BCS Rankings: LSU and Alabama Sap Intrigue from Last Weekend of College Football
Congratulations to LSU and Alabama, both for achieving convincing victories in their respective rivalry games and rendering the final weekend of the 2011 college football season all but meaningless, at least as far as the BCS National Championship Game is concerned.
The Tigers can start walkin' to New Orleans right now if they want to, seeing as how even a loss to Georgia in the SEC title game next week won't drop them out of the top two in the BCS rankings.
Not after the way Les Miles' squad picked apart Arkansas in the Battle for the Golden Boot.
The Crimson Tide, on the other hand, hammered hated Auburn in the Iron Bowl, 42-14, to avenge last year's disappointing loss to Cam Newton and company and solidify their their standing as one of the two best teams in the nation.
That should be enough to secure Nick Saban's team a rematch with LSU in January, marking only the second time the BCS title will be contested by a team that didn't at least play for its conference championship.
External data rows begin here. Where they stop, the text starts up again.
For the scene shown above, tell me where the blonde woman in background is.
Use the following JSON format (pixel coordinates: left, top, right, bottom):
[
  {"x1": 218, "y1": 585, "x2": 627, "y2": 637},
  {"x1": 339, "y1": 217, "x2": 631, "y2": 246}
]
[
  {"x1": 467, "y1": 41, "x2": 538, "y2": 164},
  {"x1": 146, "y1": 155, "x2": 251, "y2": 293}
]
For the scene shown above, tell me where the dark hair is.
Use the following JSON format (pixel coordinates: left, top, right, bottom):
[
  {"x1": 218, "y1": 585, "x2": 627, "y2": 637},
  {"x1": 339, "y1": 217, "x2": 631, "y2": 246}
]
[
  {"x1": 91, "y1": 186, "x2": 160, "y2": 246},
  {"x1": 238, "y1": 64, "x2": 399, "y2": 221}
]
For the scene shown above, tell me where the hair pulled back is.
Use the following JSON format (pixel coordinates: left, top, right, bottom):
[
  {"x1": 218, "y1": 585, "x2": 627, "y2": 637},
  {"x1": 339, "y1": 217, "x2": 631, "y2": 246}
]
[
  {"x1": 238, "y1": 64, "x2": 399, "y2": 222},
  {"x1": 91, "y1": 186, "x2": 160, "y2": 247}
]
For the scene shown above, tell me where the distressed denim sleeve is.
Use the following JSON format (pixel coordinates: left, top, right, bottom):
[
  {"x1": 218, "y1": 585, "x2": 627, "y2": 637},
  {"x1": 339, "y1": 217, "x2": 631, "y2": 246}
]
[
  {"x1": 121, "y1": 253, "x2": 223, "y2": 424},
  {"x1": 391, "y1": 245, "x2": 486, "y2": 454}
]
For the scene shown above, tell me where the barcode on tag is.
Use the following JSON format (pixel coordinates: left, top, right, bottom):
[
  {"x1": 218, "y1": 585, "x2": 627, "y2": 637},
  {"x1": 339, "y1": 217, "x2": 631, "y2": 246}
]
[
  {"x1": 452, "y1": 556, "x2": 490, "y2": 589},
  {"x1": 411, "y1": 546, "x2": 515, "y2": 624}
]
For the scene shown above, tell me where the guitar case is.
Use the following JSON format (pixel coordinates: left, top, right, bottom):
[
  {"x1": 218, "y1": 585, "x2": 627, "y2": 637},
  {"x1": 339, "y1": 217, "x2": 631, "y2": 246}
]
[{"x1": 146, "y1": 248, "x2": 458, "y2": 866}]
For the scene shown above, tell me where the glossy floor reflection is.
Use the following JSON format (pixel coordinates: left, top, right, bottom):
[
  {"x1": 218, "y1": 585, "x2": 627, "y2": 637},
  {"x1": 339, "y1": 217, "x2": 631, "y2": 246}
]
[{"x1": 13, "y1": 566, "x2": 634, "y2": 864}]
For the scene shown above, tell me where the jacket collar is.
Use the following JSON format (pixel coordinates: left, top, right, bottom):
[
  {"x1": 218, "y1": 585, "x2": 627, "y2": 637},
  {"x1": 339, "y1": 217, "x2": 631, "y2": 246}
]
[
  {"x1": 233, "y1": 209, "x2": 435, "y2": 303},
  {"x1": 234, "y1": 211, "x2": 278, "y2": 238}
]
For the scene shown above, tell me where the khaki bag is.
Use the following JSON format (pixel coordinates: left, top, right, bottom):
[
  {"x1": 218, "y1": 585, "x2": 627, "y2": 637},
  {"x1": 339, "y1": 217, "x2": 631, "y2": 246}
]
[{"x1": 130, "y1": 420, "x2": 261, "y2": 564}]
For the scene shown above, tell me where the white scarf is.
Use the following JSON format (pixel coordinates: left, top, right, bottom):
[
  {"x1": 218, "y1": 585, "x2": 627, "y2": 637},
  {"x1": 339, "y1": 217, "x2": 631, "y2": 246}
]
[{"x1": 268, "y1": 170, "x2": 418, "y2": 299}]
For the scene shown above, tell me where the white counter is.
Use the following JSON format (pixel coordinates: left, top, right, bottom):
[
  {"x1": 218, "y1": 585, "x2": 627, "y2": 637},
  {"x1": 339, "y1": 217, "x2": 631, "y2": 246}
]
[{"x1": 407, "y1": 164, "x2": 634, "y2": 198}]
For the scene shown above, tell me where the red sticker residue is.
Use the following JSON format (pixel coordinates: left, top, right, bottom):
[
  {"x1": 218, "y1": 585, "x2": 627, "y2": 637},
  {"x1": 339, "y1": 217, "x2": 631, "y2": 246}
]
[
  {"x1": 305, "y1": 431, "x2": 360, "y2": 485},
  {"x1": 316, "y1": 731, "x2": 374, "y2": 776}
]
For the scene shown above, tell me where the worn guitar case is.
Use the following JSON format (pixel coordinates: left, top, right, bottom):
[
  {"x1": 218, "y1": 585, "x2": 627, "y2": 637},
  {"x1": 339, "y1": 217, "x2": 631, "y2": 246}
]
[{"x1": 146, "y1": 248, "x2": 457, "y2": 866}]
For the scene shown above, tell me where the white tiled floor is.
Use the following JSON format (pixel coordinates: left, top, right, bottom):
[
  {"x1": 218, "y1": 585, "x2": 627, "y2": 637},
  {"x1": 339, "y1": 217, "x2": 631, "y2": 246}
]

All of which leaves the rest of the country with a slate of mostly meaningless games next weekend, at least as far as the crystal football is concerned. If you want to see any change atop the BCS standings, you'll have to pull for LSU to get blown out by the Bulldogs in Atlanta and for Oklahoma State and/or Virginia Tech to destroy Oklahoma and Clemson to capture the Big 12 and ACC titles, respectively.
And if you're at all a believer in polling conspiracies, you can always encourage voters in the USA Today and the Harris Polls to switch a few of their votes for 'Bama to the other teams hanging around the top of the heap.
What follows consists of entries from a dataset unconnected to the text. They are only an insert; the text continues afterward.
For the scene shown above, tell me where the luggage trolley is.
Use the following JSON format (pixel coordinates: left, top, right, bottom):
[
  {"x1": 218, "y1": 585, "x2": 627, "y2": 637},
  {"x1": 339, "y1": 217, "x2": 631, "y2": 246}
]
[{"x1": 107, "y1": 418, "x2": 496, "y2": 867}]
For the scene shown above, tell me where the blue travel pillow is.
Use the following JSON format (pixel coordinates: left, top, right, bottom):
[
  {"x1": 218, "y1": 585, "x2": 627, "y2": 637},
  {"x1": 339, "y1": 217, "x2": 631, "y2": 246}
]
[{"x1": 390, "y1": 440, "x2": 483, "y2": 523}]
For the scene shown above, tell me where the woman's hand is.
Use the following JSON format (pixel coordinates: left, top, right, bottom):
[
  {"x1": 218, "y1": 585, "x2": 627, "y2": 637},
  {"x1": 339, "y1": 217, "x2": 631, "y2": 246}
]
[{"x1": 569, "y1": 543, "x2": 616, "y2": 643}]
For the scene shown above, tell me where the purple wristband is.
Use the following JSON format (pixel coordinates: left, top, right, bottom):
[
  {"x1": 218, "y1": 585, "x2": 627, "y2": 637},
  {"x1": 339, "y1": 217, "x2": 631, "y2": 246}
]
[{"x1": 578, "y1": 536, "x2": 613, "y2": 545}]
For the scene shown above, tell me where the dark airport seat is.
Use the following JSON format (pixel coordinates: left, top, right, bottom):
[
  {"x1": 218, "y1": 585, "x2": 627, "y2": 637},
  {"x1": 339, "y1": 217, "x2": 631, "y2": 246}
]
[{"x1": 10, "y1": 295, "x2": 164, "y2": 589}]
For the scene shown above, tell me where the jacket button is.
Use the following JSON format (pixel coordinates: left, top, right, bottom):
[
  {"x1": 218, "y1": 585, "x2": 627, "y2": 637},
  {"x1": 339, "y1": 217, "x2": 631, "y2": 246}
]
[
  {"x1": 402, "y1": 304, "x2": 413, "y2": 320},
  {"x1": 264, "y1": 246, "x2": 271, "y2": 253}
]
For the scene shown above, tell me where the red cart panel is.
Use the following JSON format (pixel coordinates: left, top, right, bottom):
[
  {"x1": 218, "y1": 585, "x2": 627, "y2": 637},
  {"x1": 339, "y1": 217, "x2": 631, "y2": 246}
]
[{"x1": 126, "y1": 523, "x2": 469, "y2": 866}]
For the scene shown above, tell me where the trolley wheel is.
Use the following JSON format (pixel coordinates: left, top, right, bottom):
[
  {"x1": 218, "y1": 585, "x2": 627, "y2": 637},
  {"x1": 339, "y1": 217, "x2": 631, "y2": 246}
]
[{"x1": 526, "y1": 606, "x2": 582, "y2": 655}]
Other than that, there's not a whole lot at stake on Championship Weekend. Oregon is all but certain to take UCLA out behind the woodshed in the inaugural Pac-12 Championship Game.
Nobody outside the ACC really cares about the ACC, but Virginia Tech should be able to exact revenge against a Clemson team that beat it 23-3 in early October but has lost three out of its last four.
Fewer still could give two shakes of a lamb's leg about the Big East. Houston should have little trouble making minced meat of Southern Mississippi to sew up the Conference USA title and the lone non-AQ bid into the BCS.
And, before I forget, LSU will do to UGA what its done to just about every challenger that's come it's way this season. That is, win handily while hardly having its quarterbacks throw the ball.
The Big Ten Championship Game, between Michigan State and Wisconsin, and the Bedlam Game, between Oklahoma State and Oklahoma, should make for entertaining, if not downright exciting, football fare, but, again, neither figures to have any bearing on the now-closed-off National Title race.
The winner between the Spartans and the Badgers is guaranteed a berth in the Rose Bowl—no better, no worse—while the Cowboys will need their first win over the Sooners since 2002 to be a rather convincing one if they're to have even the slightest chance of leapfrogging their way into the top two.
Meanwhile, Stanford and 'Bama will stay home, waiting anxiously as the BCS bowl matchups are announced on Sunday.
An anticlimactic weekend, to say the least. Let's just hope the bowl season brings a bit more intrigue, and that 'Bama and LSU don't play another 9-6 "defensive masterpiece" to cap arguably the most confusing season in the modern era of college football.